German And Soviet Governments Sign Secret Pact To Divide Eastern Europe
🔎 Investigate this EventDate: 1939-08-23
The German–Soviet Non-Aggression Pact And Its Secret Protocols
On August 23, 1939, the governments of Germany and the Soviet Union signed a non-aggression treaty in Moscow. The agreement was signed by German Foreign Minister Joachim von Ribbentrop and Soviet Foreign Minister Vyacheslav Molotov, with approval from German Chancellor Adolf Hitler and Soviet leader Joseph Stalin.

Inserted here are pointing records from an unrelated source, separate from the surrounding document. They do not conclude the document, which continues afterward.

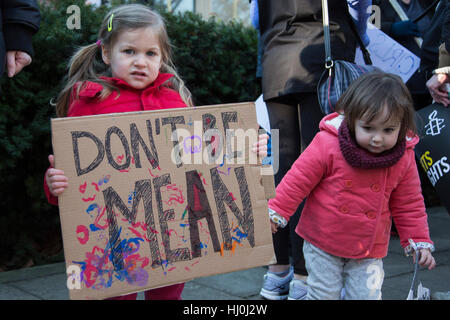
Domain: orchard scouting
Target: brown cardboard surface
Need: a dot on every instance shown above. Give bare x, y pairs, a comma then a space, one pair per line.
147, 208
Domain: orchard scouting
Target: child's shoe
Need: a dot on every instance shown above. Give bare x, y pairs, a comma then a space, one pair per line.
297, 290
276, 287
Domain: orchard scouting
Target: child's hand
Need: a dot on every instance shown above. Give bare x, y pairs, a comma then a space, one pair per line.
273, 226
260, 147
56, 181
426, 259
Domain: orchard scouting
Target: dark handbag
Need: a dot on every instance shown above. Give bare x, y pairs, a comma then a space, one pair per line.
338, 74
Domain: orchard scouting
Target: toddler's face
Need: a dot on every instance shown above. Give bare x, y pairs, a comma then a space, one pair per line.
377, 135
135, 57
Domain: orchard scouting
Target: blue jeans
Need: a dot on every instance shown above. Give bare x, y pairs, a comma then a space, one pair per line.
328, 274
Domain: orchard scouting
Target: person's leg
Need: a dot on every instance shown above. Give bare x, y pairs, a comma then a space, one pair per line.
325, 277
363, 279
310, 116
283, 116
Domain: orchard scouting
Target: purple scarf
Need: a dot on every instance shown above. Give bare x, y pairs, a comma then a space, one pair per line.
360, 158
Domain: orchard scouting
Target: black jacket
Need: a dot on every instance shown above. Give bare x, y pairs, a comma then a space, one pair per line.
19, 20
438, 33
293, 44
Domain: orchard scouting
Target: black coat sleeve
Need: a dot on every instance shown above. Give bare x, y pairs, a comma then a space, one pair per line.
446, 27
20, 20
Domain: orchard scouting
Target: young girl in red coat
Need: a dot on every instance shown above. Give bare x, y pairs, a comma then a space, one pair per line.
133, 43
358, 173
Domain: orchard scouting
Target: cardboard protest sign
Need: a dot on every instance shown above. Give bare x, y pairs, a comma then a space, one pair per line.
388, 55
433, 149
160, 197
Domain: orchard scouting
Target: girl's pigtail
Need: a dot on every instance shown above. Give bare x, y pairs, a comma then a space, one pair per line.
178, 84
81, 68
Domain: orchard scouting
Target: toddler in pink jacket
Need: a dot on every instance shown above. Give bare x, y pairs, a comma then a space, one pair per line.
358, 174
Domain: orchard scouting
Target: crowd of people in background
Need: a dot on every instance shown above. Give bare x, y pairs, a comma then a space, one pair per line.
372, 133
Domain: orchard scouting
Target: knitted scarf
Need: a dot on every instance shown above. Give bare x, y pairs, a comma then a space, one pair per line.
358, 157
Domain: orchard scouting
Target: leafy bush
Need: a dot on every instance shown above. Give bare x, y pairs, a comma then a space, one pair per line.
217, 61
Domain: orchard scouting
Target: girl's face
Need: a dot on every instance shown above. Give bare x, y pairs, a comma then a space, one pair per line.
377, 135
135, 57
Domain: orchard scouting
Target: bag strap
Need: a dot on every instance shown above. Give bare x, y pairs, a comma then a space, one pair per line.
426, 11
326, 33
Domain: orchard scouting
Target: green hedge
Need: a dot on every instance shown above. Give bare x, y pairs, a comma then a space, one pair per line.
217, 61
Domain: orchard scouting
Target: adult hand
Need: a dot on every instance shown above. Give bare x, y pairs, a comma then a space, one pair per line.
436, 86
16, 61
56, 181
426, 259
404, 29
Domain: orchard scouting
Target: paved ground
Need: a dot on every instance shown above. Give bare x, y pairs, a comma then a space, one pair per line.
48, 282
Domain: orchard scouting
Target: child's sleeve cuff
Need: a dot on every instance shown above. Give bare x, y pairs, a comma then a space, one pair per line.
277, 218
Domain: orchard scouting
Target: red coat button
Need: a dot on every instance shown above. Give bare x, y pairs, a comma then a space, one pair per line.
371, 214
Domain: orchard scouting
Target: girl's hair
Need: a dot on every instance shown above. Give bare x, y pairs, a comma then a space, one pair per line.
82, 65
367, 97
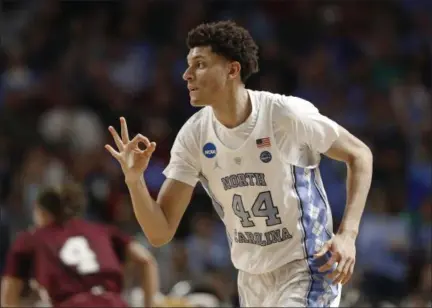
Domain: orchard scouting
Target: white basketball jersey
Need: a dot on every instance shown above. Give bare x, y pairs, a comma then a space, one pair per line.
274, 211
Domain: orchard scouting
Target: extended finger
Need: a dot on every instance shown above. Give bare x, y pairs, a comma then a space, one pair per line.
124, 130
150, 149
338, 273
133, 144
116, 137
349, 274
323, 250
113, 152
329, 264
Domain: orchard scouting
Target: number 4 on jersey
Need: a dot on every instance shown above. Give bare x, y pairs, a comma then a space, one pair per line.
76, 252
262, 207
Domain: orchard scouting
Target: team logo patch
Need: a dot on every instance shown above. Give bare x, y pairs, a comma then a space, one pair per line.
265, 156
209, 150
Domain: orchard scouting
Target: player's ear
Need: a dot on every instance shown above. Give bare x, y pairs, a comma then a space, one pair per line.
234, 69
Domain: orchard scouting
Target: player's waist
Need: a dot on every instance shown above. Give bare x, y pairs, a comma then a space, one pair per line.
97, 290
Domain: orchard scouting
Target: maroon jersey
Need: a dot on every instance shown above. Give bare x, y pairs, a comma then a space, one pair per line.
70, 259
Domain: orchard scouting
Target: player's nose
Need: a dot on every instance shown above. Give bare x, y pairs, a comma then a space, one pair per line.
187, 75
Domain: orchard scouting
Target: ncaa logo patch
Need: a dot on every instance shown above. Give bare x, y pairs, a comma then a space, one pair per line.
209, 150
265, 156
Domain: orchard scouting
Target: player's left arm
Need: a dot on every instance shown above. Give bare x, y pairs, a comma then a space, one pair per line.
17, 271
324, 136
358, 158
150, 278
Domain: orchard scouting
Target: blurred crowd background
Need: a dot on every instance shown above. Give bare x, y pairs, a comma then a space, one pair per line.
70, 69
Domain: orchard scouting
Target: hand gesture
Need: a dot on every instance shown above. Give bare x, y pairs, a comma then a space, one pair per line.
132, 159
343, 251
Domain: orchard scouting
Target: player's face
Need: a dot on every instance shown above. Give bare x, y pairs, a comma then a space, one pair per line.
207, 76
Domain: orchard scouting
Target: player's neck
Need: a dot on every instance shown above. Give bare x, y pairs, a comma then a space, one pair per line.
234, 109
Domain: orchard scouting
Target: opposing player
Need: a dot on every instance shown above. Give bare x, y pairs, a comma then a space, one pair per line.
257, 154
74, 263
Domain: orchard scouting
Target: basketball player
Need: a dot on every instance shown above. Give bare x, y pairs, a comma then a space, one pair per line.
74, 263
257, 154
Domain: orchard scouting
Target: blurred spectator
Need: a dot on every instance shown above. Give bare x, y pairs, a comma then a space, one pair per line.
70, 69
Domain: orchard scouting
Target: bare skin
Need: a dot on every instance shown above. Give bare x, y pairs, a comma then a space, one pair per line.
215, 81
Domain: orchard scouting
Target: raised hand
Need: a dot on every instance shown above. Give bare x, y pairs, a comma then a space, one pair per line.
132, 159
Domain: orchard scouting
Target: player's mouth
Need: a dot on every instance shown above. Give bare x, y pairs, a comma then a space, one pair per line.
192, 89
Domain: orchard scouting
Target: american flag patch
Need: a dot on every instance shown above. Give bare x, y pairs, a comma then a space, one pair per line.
263, 142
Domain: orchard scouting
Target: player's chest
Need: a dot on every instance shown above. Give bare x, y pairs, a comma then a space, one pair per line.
249, 167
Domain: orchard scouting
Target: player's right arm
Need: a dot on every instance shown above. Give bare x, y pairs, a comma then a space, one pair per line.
159, 218
17, 271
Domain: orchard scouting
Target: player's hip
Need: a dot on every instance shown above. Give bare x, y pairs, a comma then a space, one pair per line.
251, 256
292, 285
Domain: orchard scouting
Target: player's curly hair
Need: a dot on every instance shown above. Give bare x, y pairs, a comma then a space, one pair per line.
229, 40
64, 203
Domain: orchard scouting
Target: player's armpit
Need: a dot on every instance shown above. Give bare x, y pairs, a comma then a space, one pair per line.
11, 289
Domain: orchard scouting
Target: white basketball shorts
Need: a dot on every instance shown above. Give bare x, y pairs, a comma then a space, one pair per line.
293, 285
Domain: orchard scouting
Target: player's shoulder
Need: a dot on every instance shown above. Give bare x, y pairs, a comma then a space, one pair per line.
284, 105
24, 240
193, 128
198, 119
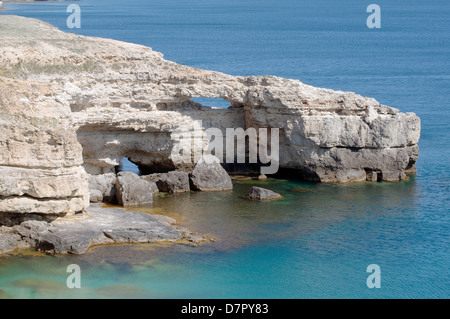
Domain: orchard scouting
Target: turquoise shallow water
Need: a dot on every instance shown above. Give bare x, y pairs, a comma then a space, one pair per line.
318, 240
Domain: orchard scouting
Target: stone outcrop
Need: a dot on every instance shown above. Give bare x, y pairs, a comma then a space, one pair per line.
132, 190
72, 105
209, 175
171, 182
102, 187
99, 226
259, 193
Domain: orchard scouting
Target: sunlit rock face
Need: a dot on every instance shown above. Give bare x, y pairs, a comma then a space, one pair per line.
72, 105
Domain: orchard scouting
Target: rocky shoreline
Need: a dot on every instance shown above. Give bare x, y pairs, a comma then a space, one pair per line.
98, 225
73, 107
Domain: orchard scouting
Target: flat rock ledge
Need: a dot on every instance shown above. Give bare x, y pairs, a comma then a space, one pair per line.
98, 226
259, 193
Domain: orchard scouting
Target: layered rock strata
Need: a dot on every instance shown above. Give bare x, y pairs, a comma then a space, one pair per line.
72, 105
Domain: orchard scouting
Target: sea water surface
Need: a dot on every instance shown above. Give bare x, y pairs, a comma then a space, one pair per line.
319, 239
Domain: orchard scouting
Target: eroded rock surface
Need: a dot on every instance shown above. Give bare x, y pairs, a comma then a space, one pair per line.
259, 193
98, 226
209, 175
72, 105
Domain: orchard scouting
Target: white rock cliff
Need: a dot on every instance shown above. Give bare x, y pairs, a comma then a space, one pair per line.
72, 105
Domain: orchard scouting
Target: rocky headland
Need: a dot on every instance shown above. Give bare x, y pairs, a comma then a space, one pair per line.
72, 107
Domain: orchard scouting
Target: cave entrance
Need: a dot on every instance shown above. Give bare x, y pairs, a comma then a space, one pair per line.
128, 166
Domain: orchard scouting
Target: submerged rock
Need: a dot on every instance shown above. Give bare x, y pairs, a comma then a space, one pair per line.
132, 190
259, 193
171, 182
98, 226
209, 175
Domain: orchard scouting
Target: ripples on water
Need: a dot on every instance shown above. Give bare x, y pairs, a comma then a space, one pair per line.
319, 239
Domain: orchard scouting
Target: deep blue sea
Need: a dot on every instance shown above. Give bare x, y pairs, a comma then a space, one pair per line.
318, 241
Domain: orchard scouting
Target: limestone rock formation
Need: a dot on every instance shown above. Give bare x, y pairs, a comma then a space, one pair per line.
171, 182
99, 226
132, 190
72, 105
102, 187
209, 175
259, 193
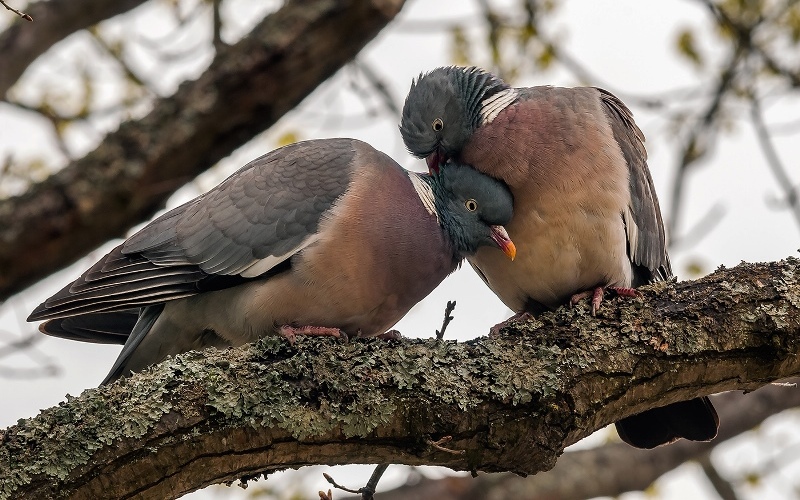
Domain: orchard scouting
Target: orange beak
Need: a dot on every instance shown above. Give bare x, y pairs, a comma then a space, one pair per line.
500, 236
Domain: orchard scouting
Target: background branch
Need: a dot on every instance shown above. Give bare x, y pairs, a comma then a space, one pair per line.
520, 398
248, 86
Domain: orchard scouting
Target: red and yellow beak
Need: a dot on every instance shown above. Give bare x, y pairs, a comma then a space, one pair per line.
500, 236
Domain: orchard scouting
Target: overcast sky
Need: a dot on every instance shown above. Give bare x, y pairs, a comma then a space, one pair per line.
627, 44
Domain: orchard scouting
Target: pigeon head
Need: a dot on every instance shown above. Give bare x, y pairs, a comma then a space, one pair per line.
473, 208
444, 107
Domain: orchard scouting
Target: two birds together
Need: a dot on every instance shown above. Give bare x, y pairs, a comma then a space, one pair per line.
333, 237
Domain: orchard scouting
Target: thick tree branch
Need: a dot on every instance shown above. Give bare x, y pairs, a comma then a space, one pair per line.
633, 470
22, 43
248, 86
512, 402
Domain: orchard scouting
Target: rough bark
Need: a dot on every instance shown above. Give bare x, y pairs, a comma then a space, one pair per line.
511, 403
608, 470
128, 177
22, 42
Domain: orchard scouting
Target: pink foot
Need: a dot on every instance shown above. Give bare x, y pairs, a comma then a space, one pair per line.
495, 330
391, 335
597, 295
289, 332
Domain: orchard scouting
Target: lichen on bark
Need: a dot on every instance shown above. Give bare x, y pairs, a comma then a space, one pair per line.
512, 402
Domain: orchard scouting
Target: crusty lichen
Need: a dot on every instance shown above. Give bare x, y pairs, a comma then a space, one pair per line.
512, 401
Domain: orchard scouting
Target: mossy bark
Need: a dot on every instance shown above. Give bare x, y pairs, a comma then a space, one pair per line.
511, 402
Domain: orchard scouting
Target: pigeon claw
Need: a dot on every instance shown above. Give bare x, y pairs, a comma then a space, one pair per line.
290, 332
523, 316
597, 295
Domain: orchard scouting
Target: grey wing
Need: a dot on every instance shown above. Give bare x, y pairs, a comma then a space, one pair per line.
647, 247
247, 227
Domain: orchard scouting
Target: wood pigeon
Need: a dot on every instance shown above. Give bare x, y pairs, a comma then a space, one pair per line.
586, 213
324, 237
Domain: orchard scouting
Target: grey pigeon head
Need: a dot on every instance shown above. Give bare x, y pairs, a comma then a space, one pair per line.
473, 208
442, 110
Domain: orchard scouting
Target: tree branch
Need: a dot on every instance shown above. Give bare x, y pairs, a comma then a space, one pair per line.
247, 88
512, 402
633, 470
21, 44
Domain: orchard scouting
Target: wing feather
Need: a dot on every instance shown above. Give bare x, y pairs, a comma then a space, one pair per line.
248, 227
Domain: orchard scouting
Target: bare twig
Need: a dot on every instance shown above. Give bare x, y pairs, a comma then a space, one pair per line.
15, 11
367, 492
451, 305
438, 445
722, 486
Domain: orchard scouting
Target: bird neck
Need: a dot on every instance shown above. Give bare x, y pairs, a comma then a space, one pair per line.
453, 231
484, 94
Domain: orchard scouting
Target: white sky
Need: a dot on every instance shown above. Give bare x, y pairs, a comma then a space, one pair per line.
627, 43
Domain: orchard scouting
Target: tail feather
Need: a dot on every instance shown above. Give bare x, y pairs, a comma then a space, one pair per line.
100, 328
695, 420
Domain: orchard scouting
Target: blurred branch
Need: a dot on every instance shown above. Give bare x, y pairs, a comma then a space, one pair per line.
615, 468
512, 402
700, 138
15, 11
247, 87
217, 20
779, 171
699, 230
117, 55
379, 85
20, 44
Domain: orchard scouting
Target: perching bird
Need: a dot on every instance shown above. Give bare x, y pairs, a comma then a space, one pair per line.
586, 216
318, 237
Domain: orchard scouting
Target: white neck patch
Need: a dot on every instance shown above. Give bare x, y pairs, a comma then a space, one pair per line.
492, 106
425, 194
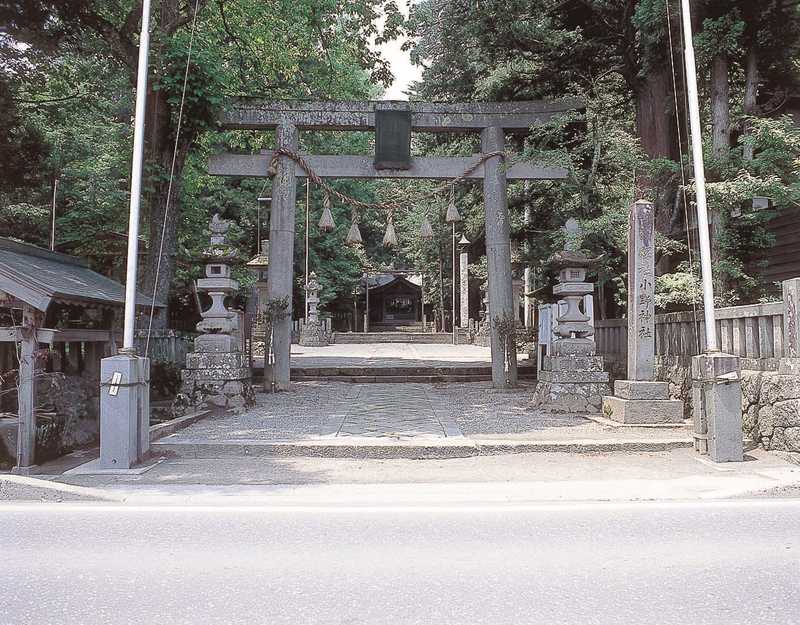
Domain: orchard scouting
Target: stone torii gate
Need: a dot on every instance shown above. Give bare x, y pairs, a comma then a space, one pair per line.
492, 119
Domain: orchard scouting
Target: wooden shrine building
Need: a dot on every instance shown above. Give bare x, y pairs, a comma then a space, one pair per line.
56, 314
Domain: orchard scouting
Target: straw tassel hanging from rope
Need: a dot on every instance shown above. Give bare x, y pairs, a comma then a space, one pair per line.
390, 238
426, 230
354, 235
326, 223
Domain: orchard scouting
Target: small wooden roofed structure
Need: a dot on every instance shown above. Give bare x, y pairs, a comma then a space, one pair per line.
52, 298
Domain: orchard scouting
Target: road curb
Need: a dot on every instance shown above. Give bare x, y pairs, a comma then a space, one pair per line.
37, 486
463, 448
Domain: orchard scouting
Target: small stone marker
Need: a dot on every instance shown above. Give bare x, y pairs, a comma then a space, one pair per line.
641, 399
217, 372
572, 379
313, 333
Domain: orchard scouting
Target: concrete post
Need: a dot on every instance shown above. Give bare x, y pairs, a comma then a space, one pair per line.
498, 256
464, 286
790, 363
641, 292
26, 392
124, 411
281, 262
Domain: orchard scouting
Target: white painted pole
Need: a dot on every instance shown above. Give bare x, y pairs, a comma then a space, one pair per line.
700, 181
453, 304
308, 202
136, 184
53, 217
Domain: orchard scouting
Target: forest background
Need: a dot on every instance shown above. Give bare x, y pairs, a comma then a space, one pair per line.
67, 76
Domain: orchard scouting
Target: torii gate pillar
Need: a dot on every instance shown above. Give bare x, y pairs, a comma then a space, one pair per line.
498, 259
281, 251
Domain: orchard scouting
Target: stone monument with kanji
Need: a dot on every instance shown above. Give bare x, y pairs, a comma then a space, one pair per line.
217, 372
572, 379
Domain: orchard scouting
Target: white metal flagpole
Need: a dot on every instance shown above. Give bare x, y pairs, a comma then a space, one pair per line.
136, 184
700, 181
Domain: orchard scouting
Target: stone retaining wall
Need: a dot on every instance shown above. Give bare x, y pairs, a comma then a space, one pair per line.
770, 402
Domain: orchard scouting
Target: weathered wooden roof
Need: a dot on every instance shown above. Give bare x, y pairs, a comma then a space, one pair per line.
38, 277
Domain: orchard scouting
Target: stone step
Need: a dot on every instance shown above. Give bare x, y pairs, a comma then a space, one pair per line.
357, 338
366, 375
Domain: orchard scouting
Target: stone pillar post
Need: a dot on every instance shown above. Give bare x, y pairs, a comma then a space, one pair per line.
281, 265
464, 283
641, 292
526, 298
498, 256
640, 399
26, 392
313, 332
790, 363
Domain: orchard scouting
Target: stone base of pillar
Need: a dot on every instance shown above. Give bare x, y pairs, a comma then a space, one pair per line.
789, 366
717, 406
572, 384
637, 402
219, 381
124, 411
313, 335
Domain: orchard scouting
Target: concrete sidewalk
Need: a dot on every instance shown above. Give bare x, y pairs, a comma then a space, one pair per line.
515, 480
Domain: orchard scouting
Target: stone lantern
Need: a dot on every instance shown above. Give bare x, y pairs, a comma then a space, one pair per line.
313, 333
217, 372
572, 379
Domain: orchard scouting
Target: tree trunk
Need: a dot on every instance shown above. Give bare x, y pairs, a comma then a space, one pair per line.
720, 106
721, 143
164, 212
750, 94
656, 126
655, 118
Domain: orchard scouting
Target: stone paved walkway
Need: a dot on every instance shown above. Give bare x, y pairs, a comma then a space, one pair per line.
387, 355
318, 411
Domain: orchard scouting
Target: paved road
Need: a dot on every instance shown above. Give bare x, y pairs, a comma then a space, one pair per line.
686, 563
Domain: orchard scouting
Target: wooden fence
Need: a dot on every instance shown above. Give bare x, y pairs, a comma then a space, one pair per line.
165, 345
753, 332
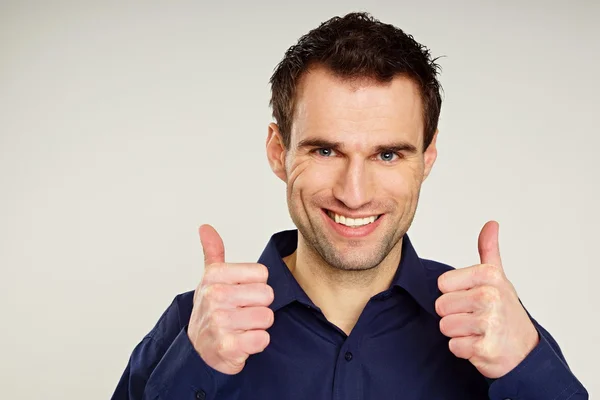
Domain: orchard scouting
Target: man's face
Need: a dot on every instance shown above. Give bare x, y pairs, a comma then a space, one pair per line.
354, 167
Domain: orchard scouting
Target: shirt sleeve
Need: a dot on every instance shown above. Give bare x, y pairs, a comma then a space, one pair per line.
542, 375
165, 366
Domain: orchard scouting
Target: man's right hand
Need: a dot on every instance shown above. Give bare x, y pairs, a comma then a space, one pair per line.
230, 314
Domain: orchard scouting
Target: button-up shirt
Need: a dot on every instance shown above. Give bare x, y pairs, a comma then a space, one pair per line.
395, 350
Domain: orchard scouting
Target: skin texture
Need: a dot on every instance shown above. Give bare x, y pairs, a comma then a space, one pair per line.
339, 273
356, 149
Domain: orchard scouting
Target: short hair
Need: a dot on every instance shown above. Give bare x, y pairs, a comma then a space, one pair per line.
356, 46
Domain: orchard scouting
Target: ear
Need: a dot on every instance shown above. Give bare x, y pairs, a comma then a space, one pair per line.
430, 155
276, 152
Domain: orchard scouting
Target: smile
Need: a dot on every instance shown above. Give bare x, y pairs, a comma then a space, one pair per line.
352, 222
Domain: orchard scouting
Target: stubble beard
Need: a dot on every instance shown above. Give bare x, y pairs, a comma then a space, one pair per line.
353, 259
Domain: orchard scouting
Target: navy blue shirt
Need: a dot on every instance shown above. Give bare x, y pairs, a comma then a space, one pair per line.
395, 351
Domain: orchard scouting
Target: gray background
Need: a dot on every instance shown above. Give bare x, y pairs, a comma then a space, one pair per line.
124, 126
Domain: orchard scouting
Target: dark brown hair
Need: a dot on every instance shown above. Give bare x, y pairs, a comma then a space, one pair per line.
352, 47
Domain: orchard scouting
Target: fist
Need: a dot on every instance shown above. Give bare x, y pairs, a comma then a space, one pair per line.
482, 314
230, 315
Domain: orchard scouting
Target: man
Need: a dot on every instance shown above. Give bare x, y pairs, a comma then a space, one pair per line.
343, 308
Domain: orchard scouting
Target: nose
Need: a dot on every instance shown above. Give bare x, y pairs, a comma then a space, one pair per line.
354, 186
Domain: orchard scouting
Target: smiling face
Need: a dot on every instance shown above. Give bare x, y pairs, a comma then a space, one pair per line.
354, 166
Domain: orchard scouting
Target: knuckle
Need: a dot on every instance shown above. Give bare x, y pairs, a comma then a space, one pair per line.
264, 271
216, 293
444, 325
440, 306
218, 318
269, 293
269, 317
488, 294
492, 273
226, 345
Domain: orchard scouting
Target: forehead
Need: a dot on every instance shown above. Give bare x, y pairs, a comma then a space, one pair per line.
357, 112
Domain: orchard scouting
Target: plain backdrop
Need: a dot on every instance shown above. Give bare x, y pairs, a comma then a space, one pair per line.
124, 126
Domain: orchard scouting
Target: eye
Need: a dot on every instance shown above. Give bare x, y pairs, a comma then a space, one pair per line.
388, 156
325, 152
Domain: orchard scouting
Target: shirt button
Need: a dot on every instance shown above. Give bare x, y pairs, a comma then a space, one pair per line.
200, 395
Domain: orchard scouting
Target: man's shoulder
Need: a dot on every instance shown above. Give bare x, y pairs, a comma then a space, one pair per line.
173, 319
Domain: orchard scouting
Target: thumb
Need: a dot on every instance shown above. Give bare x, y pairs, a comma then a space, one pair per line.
212, 245
489, 249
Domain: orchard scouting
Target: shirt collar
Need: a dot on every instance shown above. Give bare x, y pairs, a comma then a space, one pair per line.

Publicly, the treaty pledged neutrality between the two states, while secret protocols outlined plans to divide parts of Eastern Europe into spheres of influence.
The secret protocols detailed arrangements affecting Poland, Finland, Estonia, Latvia, Lithuania, and Bessarabia. On September 1, 1939, German armed forces entered Poland from the west. On September 17, 1939, Soviet forces entered Poland from the east. These coordinated military actions resulted in the partition of Polish territory between the two occupying administrations.
In territories occupied by Soviet authorities, large-scale arrests, deportations, and executions were carried out between 1939 and 1941. Hundreds of thousands of civilians, including ethnic Poles, Ukrainians, Belarusians, and Jews, were deported to Siberia and Central Asia. In areas administered by German authorities, policies included mass arrests, forced labor, establishment of ghettos, and violent repression of civilian populations.
The agreement remained in effect until June 22, 1941, when German forces launched a military invasion of Soviet-controlled territory, ending the pact. After this invasion, the Soviet Union entered the war against Germany alongside Allied powers. The existence of the secret protocols was officially denied by Soviet authorities until 1989, when they were formally acknowledged.
In 1940, German government agencies developed a proposal known as the Madagascar Plan, which envisioned the forced relocation of Europe’s Jewish population to the island of Madagascar, then under French colonial rule. This proposal was separate from the 1939 pact and was part of population policy discussions within German administrative circles. The plan was never implemented due to logistical constraints and wartime conditions and was later abandoned as policy shifted.